Record grading performance

Favorable conditions have driven exceptional cattle quality this fall. Cooler weather combined with relatively cheap grain has supported strong animal performance.

Prime grading cattle have ranged from approximately 11.5% to nearly 12.8% of total production so far this fall. Choice grade cattle have averaged mostly in the 72.0%-72.5% range, with a peak of 73.2% reached in mid-October.

Both figures represent all-time highs for this period, according to analysis from LeftField Commodity Research.

Narrow choice-select spread

The choice-select spread has contracted significantly compared to recent historical patterns. The spread has averaged less than $20 in five of the past six weeks and appears likely to fall short of that threshold again this week.

This compression reflects the shift toward premium grading alongside potential buyer behavior. With fed beef markets in an elevated position overall, some buyers may be substituting more select grade product to manage costs.

Over the past five years, the choice-select spread has typically averaged between $21 and $25 during the early to mid-fall period. The current spread has been trending mostly lower since late August.

Strong demand persists

Composite fed beef demand, measured on a wholesale basis and adjusted for seasonality, remains at elevated levels with limited signs of slowing.

After firming recently, the choice cutout appears to be stabilizing in the upper-$370s per cwt. Individual primal cuts show mixed trading patterns this week compared to last week, consistent with the sideways movement in weighted carcass value.

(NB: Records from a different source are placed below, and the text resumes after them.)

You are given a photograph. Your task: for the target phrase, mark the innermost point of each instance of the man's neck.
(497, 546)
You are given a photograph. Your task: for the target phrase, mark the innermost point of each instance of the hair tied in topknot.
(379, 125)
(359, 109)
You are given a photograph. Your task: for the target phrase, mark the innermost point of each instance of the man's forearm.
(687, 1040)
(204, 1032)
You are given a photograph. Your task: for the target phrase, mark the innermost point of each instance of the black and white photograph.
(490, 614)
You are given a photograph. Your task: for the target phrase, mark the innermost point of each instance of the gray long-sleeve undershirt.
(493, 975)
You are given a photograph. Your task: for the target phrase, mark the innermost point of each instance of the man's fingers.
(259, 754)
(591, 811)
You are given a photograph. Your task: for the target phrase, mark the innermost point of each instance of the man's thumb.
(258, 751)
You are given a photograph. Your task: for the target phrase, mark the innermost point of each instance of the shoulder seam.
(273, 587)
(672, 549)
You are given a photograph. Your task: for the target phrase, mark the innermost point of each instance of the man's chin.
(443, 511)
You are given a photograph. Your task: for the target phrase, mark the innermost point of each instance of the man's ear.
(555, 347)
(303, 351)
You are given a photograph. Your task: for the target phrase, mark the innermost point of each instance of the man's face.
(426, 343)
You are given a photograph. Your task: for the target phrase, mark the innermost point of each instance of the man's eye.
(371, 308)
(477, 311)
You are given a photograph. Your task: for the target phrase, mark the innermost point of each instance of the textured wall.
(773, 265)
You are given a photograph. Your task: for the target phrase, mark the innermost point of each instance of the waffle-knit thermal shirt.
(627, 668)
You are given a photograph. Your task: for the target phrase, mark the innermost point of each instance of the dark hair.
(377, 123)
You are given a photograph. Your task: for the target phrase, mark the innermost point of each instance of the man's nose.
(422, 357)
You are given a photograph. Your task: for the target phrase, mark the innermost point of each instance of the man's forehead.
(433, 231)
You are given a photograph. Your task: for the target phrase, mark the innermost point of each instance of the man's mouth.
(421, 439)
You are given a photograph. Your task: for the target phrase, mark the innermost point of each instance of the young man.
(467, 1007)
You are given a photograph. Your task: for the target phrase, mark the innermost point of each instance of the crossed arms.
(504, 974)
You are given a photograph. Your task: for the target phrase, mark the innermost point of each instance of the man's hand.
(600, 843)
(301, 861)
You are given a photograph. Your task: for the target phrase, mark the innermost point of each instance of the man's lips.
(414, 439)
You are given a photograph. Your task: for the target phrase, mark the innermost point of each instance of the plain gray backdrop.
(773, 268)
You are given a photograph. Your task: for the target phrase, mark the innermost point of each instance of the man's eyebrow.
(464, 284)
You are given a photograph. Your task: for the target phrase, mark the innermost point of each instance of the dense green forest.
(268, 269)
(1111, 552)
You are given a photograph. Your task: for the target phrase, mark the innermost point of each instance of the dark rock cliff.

Briskets have gained strength and continue leading price increases. However, this has been offset by weakness in the chuck market. The rib market has also softened unexpectedly, despite typically strengthening ahead of the holiday season.

Outlook and market pressures

With seasonally-adjusted demand stretched to high levels, the choice cutout is expected to begin declining over the next one to two weeks. Analysts project the cutout will retreat below $360 per cwt, and eventually below $350 per cwt, by year’s end.

The broader cutout value generally begins declining ahead of Thanksgiving, following typical seasonal patterns.

Packer margins have improved from recent lows. Recent gains in wholesale values combined with concessions on the live cattle side have narrowed estimated losses in this segment to approximately $50-$75 per head.

Futures market volatility

Cattle futures experienced significant selling pressure this week, with most contracts for both live and feeder cattle finishing limit-down in Tuesday’s session.

Several factors contributed to market uncertainty: recent comments from President Trump about importing more beef from Argentina to lower domestic prices, Agriculture Secretary Rollins expressing openness to reopening the border to live cattle imports from Mexico, and uncertainty around the Supplemental Nutrition Assistance Program (SNAP) amid broader government shutdown concerns.

The rapid futures market adjustment has shifted valuations considerably. Some feeder cattle contracts (May26-Oct26) that were previously considered overvalued by $30-$40 now appear undervalued by $15-$30.

Cash feeder cattle prices have declined over the past couple of weeks in response to eroding feedyard margins, though the market has not experienced a complete collapse.